Monday, August 5, 2013

Bedtime Blunders=Mommy Madness

I am not gonna lie, I struggle with putting my handsome prince to bed.  It was so much easier when he was between the ages of newborn to three and now that he is three and counting I have way more trouble with getting him to bed.

Are your kids like my prince?  Picture this:  You are ready for adult time and/or quiet time.  You are counting the minutes until you can legitimately put your kiddo(s) bed.  Then you finally get them wrestled into their jammies, teeth all brushed and clean and all the kisses have been given.  You have given them all the "cuddles" or "lovies" they should need and the covers have been pulled up.  You walk downstairs or to whatever non-kid room you have and attempt to start your adult time.  Little foot steps begin coming down the stairs and tracking you to where ever you have tried to take refuge.  You put them back, and they keep getting out of bed.

Well I wanted to stop this pattern, but not deny my prince what he needs, whether it be a drink of water or an extra cuddle.  I wanted him to feel like he was in charge while I was still getting what I so desperately need at the end of the night.

Thus the Get out of Bed Free Ticket system.  "What is that?" you say...

It is a ticket that I created that allows the munchkin to get out of bed for free, without the struggle or frustration.  Now I am sure that there are others out there who have done something similar, so I don't want anyone to think that I stole the idea.  I did think of it one day while arguing with my little one about getting to bed.

First I decided how many times his getting out of bed is desirable each night.  I thought about the reasons for his getting out of bed (aside from going to the bathroom) and what he was attempting to accomplish by doing so.  I decided that 2 times, again not including bathroom uses, is more then enough for him to come and get me or get out of bed.

Second, I talked with him like a big kid.  I explained that mommys and daddys need time to talk with one another and spend time with one another and that it was also important for him to get good sleep so that his body grows and has enough energy for all the playing that he likes to do.  I explained that he was going to get tickets to come downstairs at nap time and bed time and he gets to choose when he uses them during both sleep times.  He got to pick out their color and size.  He knows that when he comes down after being tucked in that he had to bring one of his tickets.  Once the tickets are gone he has to stay in bed, again unless he has to use the bathroom.

I have to say, that he has really embraced this idea and technique and bedtime has become much less stressful already.

Tonight, he come down a third time, but could not tell me why he needed to get out of bed.  I reminded him that he used all of his tickets and that unless he needs to use the bathroom, he has to stay in bed.  He responded to this very well.

You might be wondering what I will do if he comes down asking to use the bathroom multiple times.  Well, I will walk him to the bathroom, not engaging in conversation.  I will help him sit on the potty and use the bathroom.  Even if he doesn't void, I will still put him on there so that he knows that I mean business.
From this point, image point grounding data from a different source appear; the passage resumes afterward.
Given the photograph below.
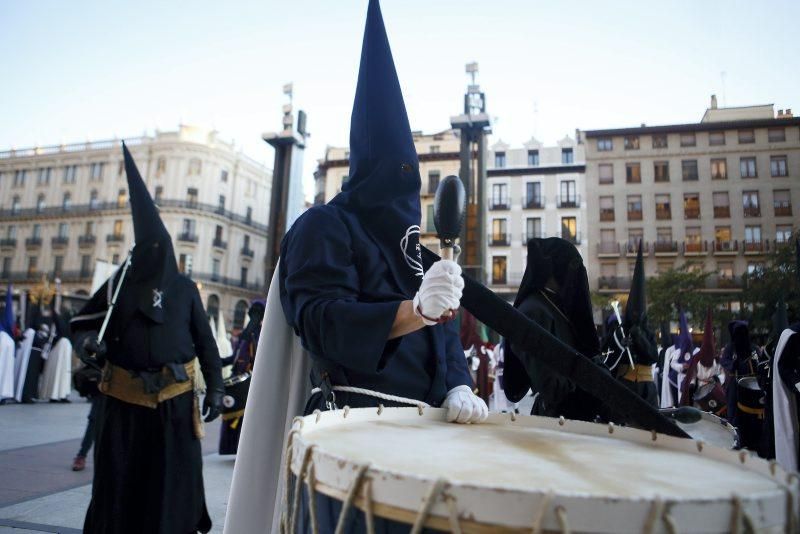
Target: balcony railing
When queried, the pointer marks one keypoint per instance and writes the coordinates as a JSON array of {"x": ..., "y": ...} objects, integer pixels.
[
  {"x": 188, "y": 237},
  {"x": 752, "y": 211},
  {"x": 499, "y": 239},
  {"x": 634, "y": 215},
  {"x": 569, "y": 201},
  {"x": 722, "y": 212},
  {"x": 77, "y": 210},
  {"x": 86, "y": 240},
  {"x": 691, "y": 213},
  {"x": 499, "y": 204},
  {"x": 535, "y": 203}
]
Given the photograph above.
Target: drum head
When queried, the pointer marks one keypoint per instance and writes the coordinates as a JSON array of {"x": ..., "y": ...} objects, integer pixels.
[{"x": 500, "y": 473}]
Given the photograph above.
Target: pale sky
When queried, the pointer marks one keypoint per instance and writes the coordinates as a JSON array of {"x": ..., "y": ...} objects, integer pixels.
[{"x": 74, "y": 70}]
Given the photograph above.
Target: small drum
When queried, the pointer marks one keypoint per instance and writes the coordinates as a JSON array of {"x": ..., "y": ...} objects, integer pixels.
[
  {"x": 711, "y": 398},
  {"x": 236, "y": 389},
  {"x": 526, "y": 473}
]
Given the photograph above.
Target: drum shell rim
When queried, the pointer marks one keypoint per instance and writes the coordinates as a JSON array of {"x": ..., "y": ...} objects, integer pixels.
[{"x": 337, "y": 472}]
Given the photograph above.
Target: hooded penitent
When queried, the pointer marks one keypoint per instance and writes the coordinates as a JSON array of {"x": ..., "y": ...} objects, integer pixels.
[
  {"x": 153, "y": 266},
  {"x": 382, "y": 191}
]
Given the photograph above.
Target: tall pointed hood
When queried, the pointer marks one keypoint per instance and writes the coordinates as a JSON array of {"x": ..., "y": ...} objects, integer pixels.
[
  {"x": 384, "y": 184},
  {"x": 636, "y": 308},
  {"x": 153, "y": 266}
]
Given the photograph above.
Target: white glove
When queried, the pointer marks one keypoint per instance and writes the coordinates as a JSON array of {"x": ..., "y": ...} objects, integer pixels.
[
  {"x": 439, "y": 292},
  {"x": 463, "y": 406}
]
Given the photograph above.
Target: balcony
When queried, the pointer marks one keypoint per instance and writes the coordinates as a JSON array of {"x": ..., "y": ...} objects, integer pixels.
[
  {"x": 569, "y": 201},
  {"x": 695, "y": 248},
  {"x": 783, "y": 209},
  {"x": 752, "y": 211},
  {"x": 535, "y": 203},
  {"x": 499, "y": 204},
  {"x": 87, "y": 240},
  {"x": 499, "y": 239},
  {"x": 726, "y": 248},
  {"x": 634, "y": 215},
  {"x": 691, "y": 213},
  {"x": 722, "y": 212},
  {"x": 606, "y": 215},
  {"x": 665, "y": 248},
  {"x": 59, "y": 242},
  {"x": 188, "y": 237},
  {"x": 608, "y": 250}
]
Here's to hoping this continues to work.   If you would like to use my ticket template...you are welcome to it.  Here is form I created....Get out of Bed Free Ticket

Sunday, August 4, 2013

Sunday Struggles

Once again I find myself struggling with Sunday.
I am thinking of all the things I wanted to do over the weekend and all the things that I did not get done.
I am thinking about all the things the I have to get done at work this week.  The pressure of getting my billing done, the pressure of getting reassessments entered and then...tie up ALL loose ends.  Don't forget to answer the phone, be compassionate, file the paperwork and the list goes on.
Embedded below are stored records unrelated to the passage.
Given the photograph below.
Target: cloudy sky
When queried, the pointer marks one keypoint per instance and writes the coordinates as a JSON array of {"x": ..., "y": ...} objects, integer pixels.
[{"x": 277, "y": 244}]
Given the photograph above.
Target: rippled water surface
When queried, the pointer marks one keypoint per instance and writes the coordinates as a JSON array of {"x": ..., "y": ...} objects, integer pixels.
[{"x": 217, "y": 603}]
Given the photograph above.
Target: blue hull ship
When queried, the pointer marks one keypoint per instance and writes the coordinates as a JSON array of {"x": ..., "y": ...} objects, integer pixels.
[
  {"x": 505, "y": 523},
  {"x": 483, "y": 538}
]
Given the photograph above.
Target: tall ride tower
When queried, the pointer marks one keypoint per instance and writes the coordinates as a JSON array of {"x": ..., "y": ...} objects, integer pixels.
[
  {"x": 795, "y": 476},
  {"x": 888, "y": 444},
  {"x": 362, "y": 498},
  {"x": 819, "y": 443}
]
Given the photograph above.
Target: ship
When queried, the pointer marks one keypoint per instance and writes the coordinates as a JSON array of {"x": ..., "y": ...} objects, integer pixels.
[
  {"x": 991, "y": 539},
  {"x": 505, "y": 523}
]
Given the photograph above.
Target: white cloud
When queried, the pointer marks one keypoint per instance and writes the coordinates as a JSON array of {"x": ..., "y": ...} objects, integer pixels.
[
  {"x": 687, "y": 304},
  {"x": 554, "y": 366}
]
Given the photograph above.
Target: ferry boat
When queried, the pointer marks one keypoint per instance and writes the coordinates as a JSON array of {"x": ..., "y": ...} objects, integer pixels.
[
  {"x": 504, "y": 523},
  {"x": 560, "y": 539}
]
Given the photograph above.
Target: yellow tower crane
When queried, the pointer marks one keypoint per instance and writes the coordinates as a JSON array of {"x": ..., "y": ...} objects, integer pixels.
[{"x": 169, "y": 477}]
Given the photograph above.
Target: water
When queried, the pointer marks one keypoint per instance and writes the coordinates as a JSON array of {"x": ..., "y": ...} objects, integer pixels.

Once again I feel the struggle between the need to work for income and the ingrained, deep in my heart need to be home and taking caring of all the household things that get neglected while I am at work.
I am sitting here, goofing around on the internet when I should be doing something "work" related or "home" related and I can't help but feel like it doesn't matter because at the end of the day, I am not going to get any of it done.

I took some time yesterday to enjoy the day.  I spent the day in one of my favorite cities with a young lady getting ready to move to that city.  The whole time I was down there I felt amazing.  I felt so renewed.  I felt like a young lady myself getting excited about starting my life as a college student.  Now I cannot harness any of that excitement, energy and newness into what I need/must do to get things accomplished.

This makes me think that I am working to hard to accomplish the things that I am not really supposed to be working to accomplish.

But how I make a change?  What change do I make?  If I stop working, are we going to be financially stable?  These are all questions that I am not sure how to answer or even if there is an answer.

For now, each day I feel a struggle.  I feel myself being pulled.  But I have to wonder when will my breaking point come and at what cost?